Dalam aspek pengelolaan limbah, industri mete menghasilkan kulit biji yang kaya akan Cashew Nut Shell Liquid (CNSL). Bahan ini dapat digunakan untuk membuat perekat, pelumas, cat, bahkan pestisida nabati. Di beberapa daerah, limbah kulit mete sudah diolah menjadi arang dan briket sebagai bagian dari ekonomi sirkular.
Pemerintah juga mendorong keberlanjutan melalui program peremajaan tanaman tua (BUN-500) dan distribusi benih unggul. Tujuannya agar petani tetap menanam mete dan tidak beralih ke komoditas lain. Di sisi sosial, mete terbukti berkontribusi pada pemberdayaan perempuan dan pemuda desa. Misalnya, pelatihan pengolahan mete di Kampung Soa, Merauke, telah memberdayakan 20 perempuan untuk memproduksi camilan sehat dan susu mete organik. Hasilnya, pendapatan meningkat dan ketergantungan ekonomi menurun.

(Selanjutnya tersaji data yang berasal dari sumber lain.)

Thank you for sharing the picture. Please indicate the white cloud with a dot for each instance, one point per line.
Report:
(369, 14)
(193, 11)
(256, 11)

Kisah sukses EBC dan Bunly memperkuat narasi ini. EBC meraih penghargaan dari pemerintah AS atas kontribusinya terhadap ekonomi lokal dan pemberdayaan petani. Bunly, dengan pembiayaan dari BRI, berhasil mengangkat kesejahteraan puluhan petani di Sulawesi Selatan, sekaligus memasarkan produknya ke hotel dan transportasi antarkota.
Kacang mete Indonesia berada di persimpangan penting: antara peluang ekspor global dan potensi domestik bernilai tinggi. Dengan sinergi antara pemerintah, petani, UMKM, peneliti, dan sektor swasta, mete dapat menjadi salah satu komoditas unggulan ekspor nonmigas. Strategi branding lokal, penguatan kualitas, dan komitmen pada keberlanjutan menjadi kunci untuk meraih pasar premium dunia.
Investasi pada industri hilir, pendidikan petani, dan pengelolaan ekosistem produksi akan memastikan bahwa mete tidak hanya menjadi produk ekspor mentah, tetapi juga menjadi simbol kearifan lokal dan keberhasilan ekonomi inklusif. Indonesia tidak harus bersaing dalam volume seperti Vietnam atau India. Kita bisa menonjol dengan gaya, kualitas, dan cerita: menjadikan kacang mete sebagai permata kuliner Nusantara yang mendunia.